Selon le schéma d’industrialisation tracé par G.D de Bernis pour l’économie algérienne, l’intégration de l’économie devait se réaliser à travers deux blocs principaux d’industries que sont la sidérurgie et les hydrocarbures. D’ailleurs, la position qu’ils occupent dans le classement fait sur la base des critères d’allocation des ressources, ne fait que confirmer ce rôle.
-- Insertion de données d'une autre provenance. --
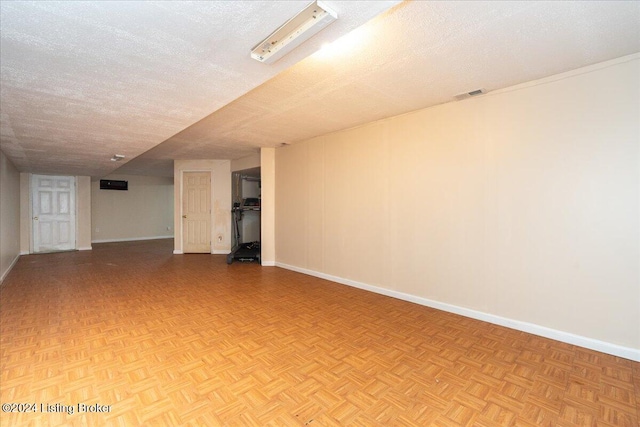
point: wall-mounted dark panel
(107, 184)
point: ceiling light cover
(294, 32)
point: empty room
(328, 213)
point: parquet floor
(164, 339)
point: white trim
(569, 338)
(131, 239)
(6, 273)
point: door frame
(182, 172)
(31, 196)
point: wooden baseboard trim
(6, 273)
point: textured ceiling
(416, 55)
(81, 81)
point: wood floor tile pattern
(188, 340)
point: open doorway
(246, 205)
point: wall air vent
(110, 184)
(470, 94)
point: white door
(54, 213)
(196, 212)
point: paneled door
(196, 212)
(53, 207)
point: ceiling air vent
(470, 94)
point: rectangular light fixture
(294, 32)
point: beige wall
(9, 215)
(83, 211)
(83, 217)
(220, 197)
(267, 214)
(519, 207)
(144, 211)
(249, 162)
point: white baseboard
(133, 239)
(9, 269)
(566, 337)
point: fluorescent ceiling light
(294, 32)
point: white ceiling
(164, 81)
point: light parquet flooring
(188, 340)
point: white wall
(9, 215)
(144, 211)
(520, 207)
(220, 201)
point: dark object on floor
(245, 252)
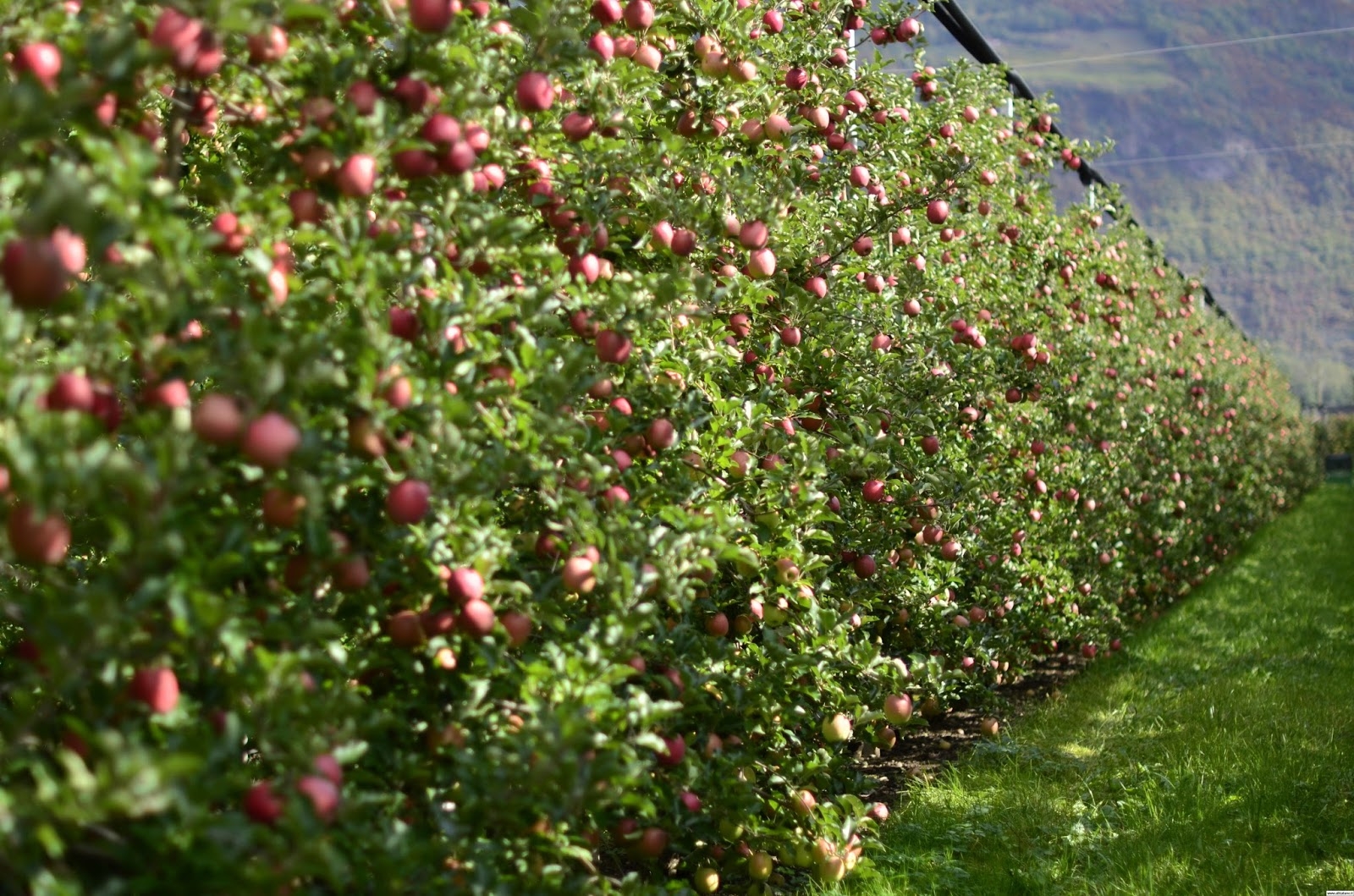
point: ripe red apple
(261, 805)
(408, 501)
(661, 435)
(477, 618)
(613, 347)
(322, 794)
(579, 575)
(37, 271)
(898, 708)
(837, 728)
(217, 420)
(281, 508)
(41, 541)
(40, 60)
(762, 264)
(156, 686)
(466, 585)
(607, 11)
(71, 392)
(683, 241)
(430, 16)
(535, 92)
(171, 393)
(356, 176)
(268, 47)
(640, 15)
(270, 440)
(753, 234)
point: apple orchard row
(454, 447)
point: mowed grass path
(1215, 756)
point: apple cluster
(453, 446)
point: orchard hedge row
(450, 447)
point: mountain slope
(1272, 232)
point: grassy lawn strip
(1215, 756)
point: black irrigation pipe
(952, 16)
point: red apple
(477, 618)
(217, 420)
(535, 92)
(898, 708)
(356, 176)
(408, 501)
(466, 585)
(640, 15)
(405, 629)
(613, 347)
(71, 392)
(157, 688)
(661, 435)
(261, 805)
(37, 271)
(762, 264)
(268, 47)
(41, 541)
(270, 440)
(322, 794)
(281, 508)
(518, 625)
(40, 60)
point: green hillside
(1272, 232)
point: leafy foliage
(424, 475)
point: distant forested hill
(1272, 232)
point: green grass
(1215, 756)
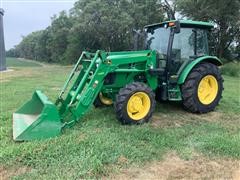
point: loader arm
(39, 118)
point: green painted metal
(185, 23)
(39, 118)
(186, 70)
(93, 73)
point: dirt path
(173, 167)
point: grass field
(183, 144)
(14, 62)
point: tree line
(111, 24)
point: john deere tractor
(175, 66)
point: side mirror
(177, 28)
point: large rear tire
(135, 103)
(202, 90)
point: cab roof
(186, 23)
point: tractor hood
(130, 56)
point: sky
(25, 16)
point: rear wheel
(135, 104)
(202, 90)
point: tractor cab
(177, 43)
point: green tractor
(176, 66)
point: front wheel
(202, 90)
(135, 103)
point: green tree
(224, 13)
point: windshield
(157, 39)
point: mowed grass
(99, 145)
(15, 62)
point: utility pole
(2, 45)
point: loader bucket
(37, 119)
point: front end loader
(175, 66)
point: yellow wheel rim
(105, 100)
(138, 106)
(207, 89)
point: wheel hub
(207, 89)
(138, 105)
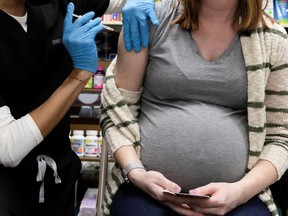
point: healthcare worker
(45, 62)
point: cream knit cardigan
(266, 58)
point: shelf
(91, 90)
(94, 159)
(74, 119)
(111, 22)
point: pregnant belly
(194, 144)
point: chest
(213, 42)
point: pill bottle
(91, 143)
(99, 143)
(98, 78)
(77, 142)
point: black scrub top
(34, 63)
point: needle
(105, 27)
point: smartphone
(185, 194)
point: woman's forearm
(261, 176)
(48, 114)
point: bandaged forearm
(17, 137)
(115, 6)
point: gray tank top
(193, 119)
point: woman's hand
(154, 182)
(224, 198)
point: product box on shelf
(88, 203)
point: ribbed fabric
(266, 58)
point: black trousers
(19, 190)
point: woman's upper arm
(130, 67)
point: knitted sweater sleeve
(276, 102)
(119, 111)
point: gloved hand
(135, 22)
(78, 38)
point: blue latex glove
(135, 23)
(78, 38)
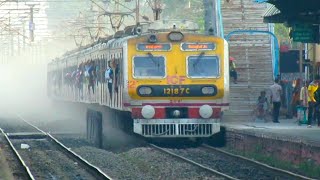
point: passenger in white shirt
(109, 78)
(275, 98)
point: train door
(94, 127)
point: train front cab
(177, 88)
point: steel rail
(25, 167)
(93, 170)
(278, 170)
(193, 163)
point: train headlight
(175, 36)
(176, 113)
(143, 91)
(205, 111)
(148, 111)
(208, 90)
(152, 38)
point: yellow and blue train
(173, 81)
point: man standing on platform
(275, 98)
(313, 86)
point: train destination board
(153, 47)
(198, 46)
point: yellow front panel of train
(189, 69)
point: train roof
(129, 32)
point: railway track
(45, 144)
(217, 173)
(227, 165)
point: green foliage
(184, 9)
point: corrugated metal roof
(272, 10)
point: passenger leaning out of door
(109, 78)
(232, 69)
(313, 86)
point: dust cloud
(23, 90)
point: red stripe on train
(178, 104)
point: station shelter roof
(292, 11)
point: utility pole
(137, 11)
(31, 24)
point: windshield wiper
(197, 60)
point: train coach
(170, 79)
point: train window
(149, 66)
(203, 66)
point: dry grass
(5, 172)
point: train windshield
(149, 66)
(203, 66)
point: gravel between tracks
(14, 169)
(136, 163)
(229, 165)
(47, 162)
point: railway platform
(285, 141)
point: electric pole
(31, 24)
(156, 8)
(137, 11)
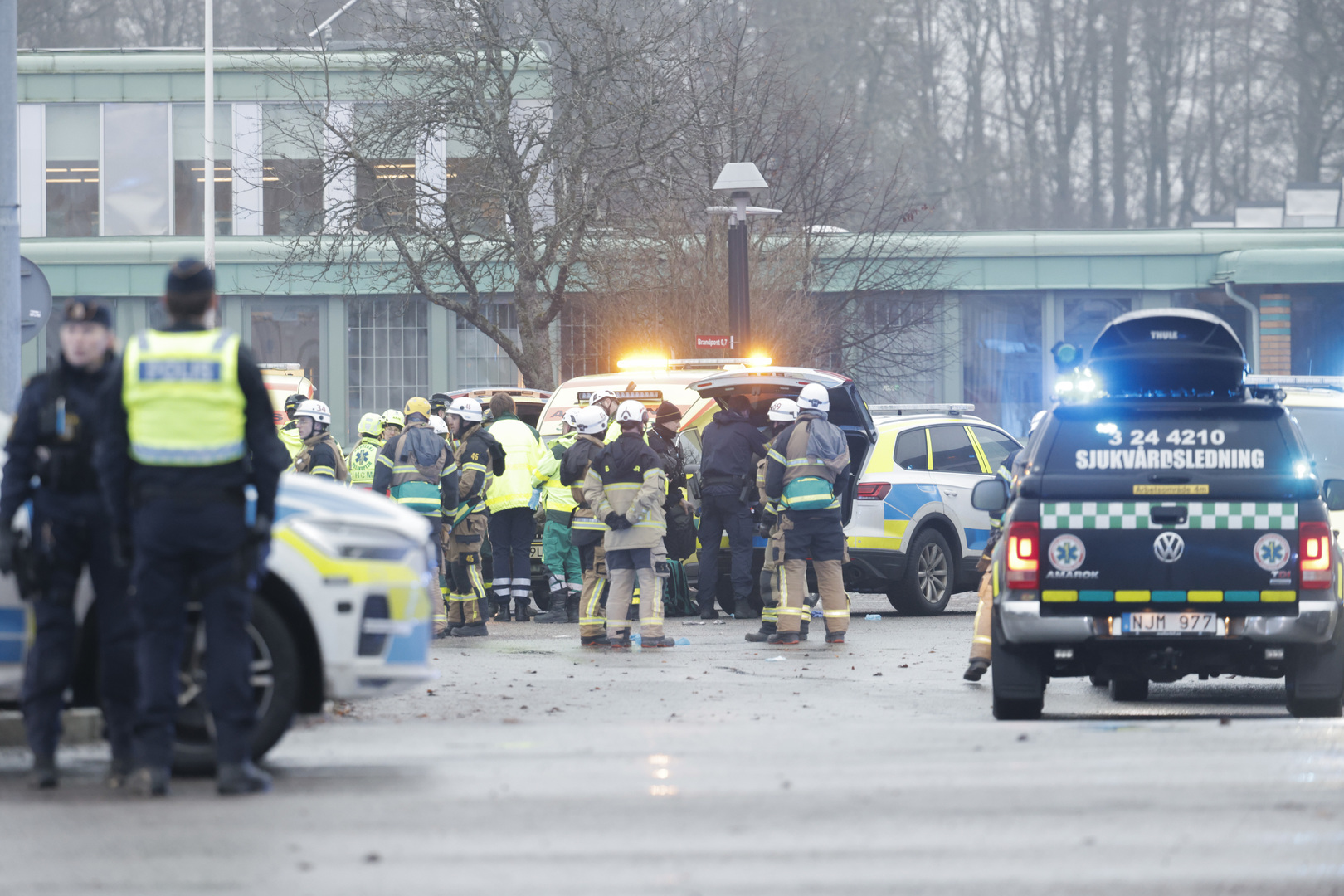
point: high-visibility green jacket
(362, 462)
(558, 499)
(523, 450)
(183, 402)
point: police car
(1170, 527)
(343, 613)
(908, 524)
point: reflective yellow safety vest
(183, 402)
(523, 451)
(362, 462)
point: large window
(387, 349)
(480, 360)
(1001, 356)
(188, 168)
(292, 173)
(73, 155)
(385, 193)
(136, 173)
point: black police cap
(80, 310)
(191, 275)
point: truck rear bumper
(1313, 624)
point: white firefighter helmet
(371, 425)
(592, 421)
(316, 410)
(815, 398)
(784, 410)
(466, 407)
(631, 411)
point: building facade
(112, 192)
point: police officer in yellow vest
(188, 426)
(513, 501)
(363, 457)
(806, 472)
(417, 470)
(558, 553)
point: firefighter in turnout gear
(363, 457)
(782, 412)
(587, 531)
(417, 470)
(188, 426)
(806, 472)
(479, 455)
(321, 453)
(50, 464)
(288, 433)
(558, 551)
(626, 486)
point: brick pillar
(1276, 334)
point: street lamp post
(738, 179)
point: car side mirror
(992, 496)
(1335, 494)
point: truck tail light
(1023, 555)
(873, 490)
(1315, 553)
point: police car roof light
(921, 409)
(1300, 382)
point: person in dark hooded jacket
(730, 449)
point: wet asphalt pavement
(533, 766)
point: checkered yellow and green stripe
(1135, 514)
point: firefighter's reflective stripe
(184, 406)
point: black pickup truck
(1172, 525)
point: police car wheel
(275, 681)
(928, 582)
(1127, 689)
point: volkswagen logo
(1168, 547)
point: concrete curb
(81, 727)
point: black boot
(707, 610)
(238, 778)
(555, 611)
(43, 776)
(763, 635)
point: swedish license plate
(1163, 624)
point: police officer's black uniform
(191, 538)
(730, 448)
(52, 441)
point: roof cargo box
(1168, 353)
Ces industries, par les effets d’entraînement en amont et en aval qu’elles sont appelées à produire autour d’elles, vont participer à la création d’une structure industrielle large et dense à même d’accroître les possibilités de reproduction et de croissance autonome de l’économie algérienne. Le premier bloc d’industries qui apparaît comme pôle moteur est le secteur des hydrocarbures dont le rythme d’accroissement des investissements réalisées a été de 35% durant la période 1967-1978. La contribution de ce secteur à l’intégration est nettement perceptible au double niveau :

Ainsi, durant la période 1965-1977, la consommation d’énergie des ménages a été multipliée par quatre et celle de l’industrie par six (M. Mekideche, 1983, P. 328). La structure de la consommation d’énergie a également évolué puisque le gaz et le pétrole sont complètement substitués au charbon et au bois et ce bien avant la fin de la décennie.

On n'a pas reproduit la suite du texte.